Pubblicato su Politica Domani Num 52 - Novembre 2005

Il regista

F. A.

Dalla poesia, passando per la narrativa, Pasolini arrivò al cinema. Scrive Enzo Siciliano che "fu spinto a una sperimentazione a tappeto, finanche simultanea, di tutte le tecniche artistiche possibili, quelle che meglio gli consentivano volta a volta di svuotare di aggressività le proprie pulsioni negative, autodistruttive. Fare del cinema poté significare per lui "desiderio di uscire dall'ossessivo", ma nulla più di un desiderio".
Al nome di Pasolini sono legate alcune delle più grandi opera cinematografiche non solo del neo-realismo ma anche della storia del cinema italiano ed europeo.
Esordì nel 1961 con Accattone, col quale trasponeva sul grande schermo i racconti del suo romanzo "Ragazzi di vita" (1955). Nel 1964 uscì "Il vangelo secondo Matteo", una delle migliori narrazioni cinematografiche della vita di Gesù Cristo.

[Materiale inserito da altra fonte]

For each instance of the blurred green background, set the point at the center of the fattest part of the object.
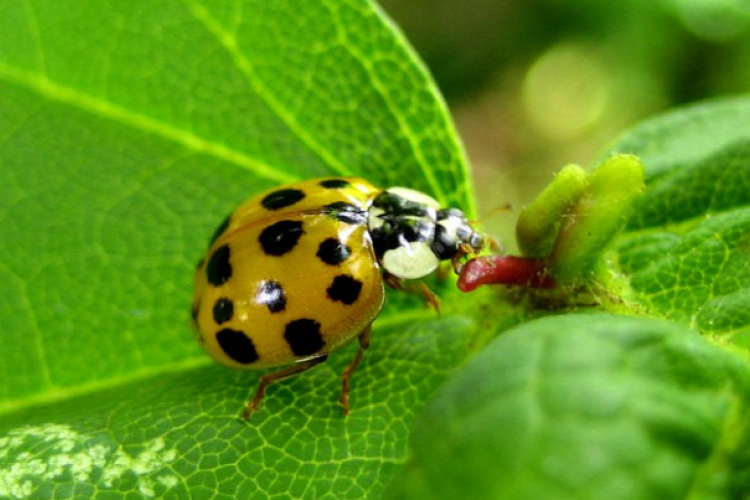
(536, 84)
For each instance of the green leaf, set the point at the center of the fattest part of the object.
(586, 406)
(127, 132)
(687, 248)
(574, 220)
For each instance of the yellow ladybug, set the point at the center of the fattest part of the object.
(298, 271)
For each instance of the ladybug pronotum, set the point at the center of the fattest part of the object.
(299, 271)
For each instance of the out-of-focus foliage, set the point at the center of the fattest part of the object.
(535, 84)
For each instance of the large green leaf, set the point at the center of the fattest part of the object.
(587, 406)
(127, 131)
(601, 406)
(687, 249)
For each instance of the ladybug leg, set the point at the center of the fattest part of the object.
(254, 404)
(346, 376)
(414, 287)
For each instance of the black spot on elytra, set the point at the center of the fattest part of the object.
(237, 346)
(304, 337)
(333, 252)
(344, 289)
(335, 183)
(272, 295)
(223, 310)
(281, 237)
(219, 269)
(282, 198)
(346, 212)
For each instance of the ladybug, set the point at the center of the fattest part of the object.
(297, 272)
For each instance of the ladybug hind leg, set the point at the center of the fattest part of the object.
(254, 404)
(346, 375)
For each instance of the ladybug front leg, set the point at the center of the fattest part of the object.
(414, 287)
(346, 375)
(254, 404)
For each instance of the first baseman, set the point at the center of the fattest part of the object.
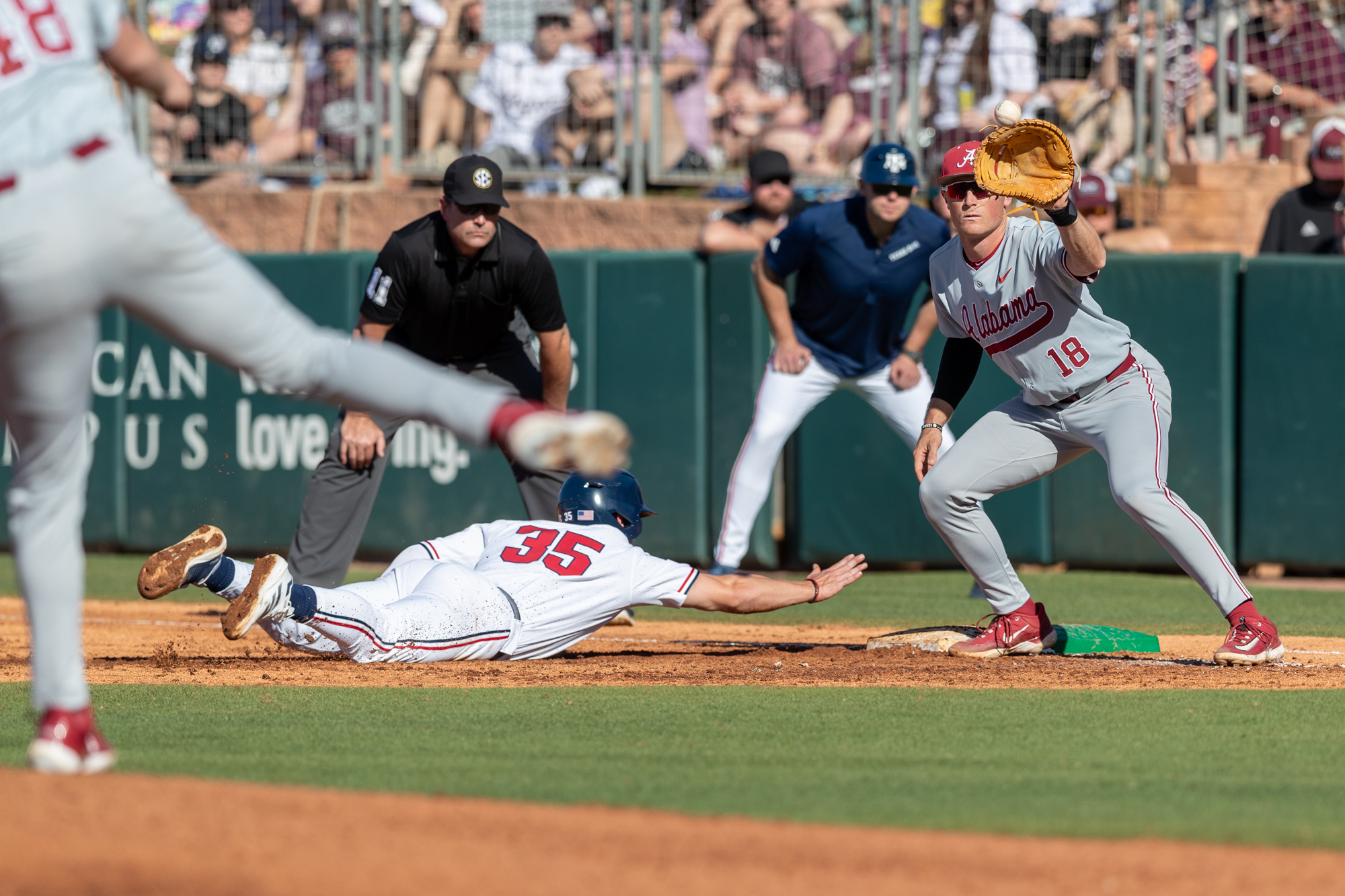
(83, 225)
(1019, 291)
(860, 264)
(509, 589)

Di Gesù Pasolini - che in più occasioni dirà di non essere cattolico - tiene a esaltare profilo rivoluzionario: nel particolare momento storico in cui Cristo operava, quel suo dire alla gente "porgi al tuo nemico l'altra guancia" era una cosa di un anti-conformismo supremo. Seguirono "Uccellacci e uccellini", "Teorema", il "Decameron", "I racconti di Canterbury", tutti film osannati dalla critica ma perseguitati dalla censura. E, per finire, l'ultimo grande, contestatissimo, suo lavoro "Salò e le 120 giornate di Sodoma", allegorico atto d'accusa contro il potere e le sue manifestazioni.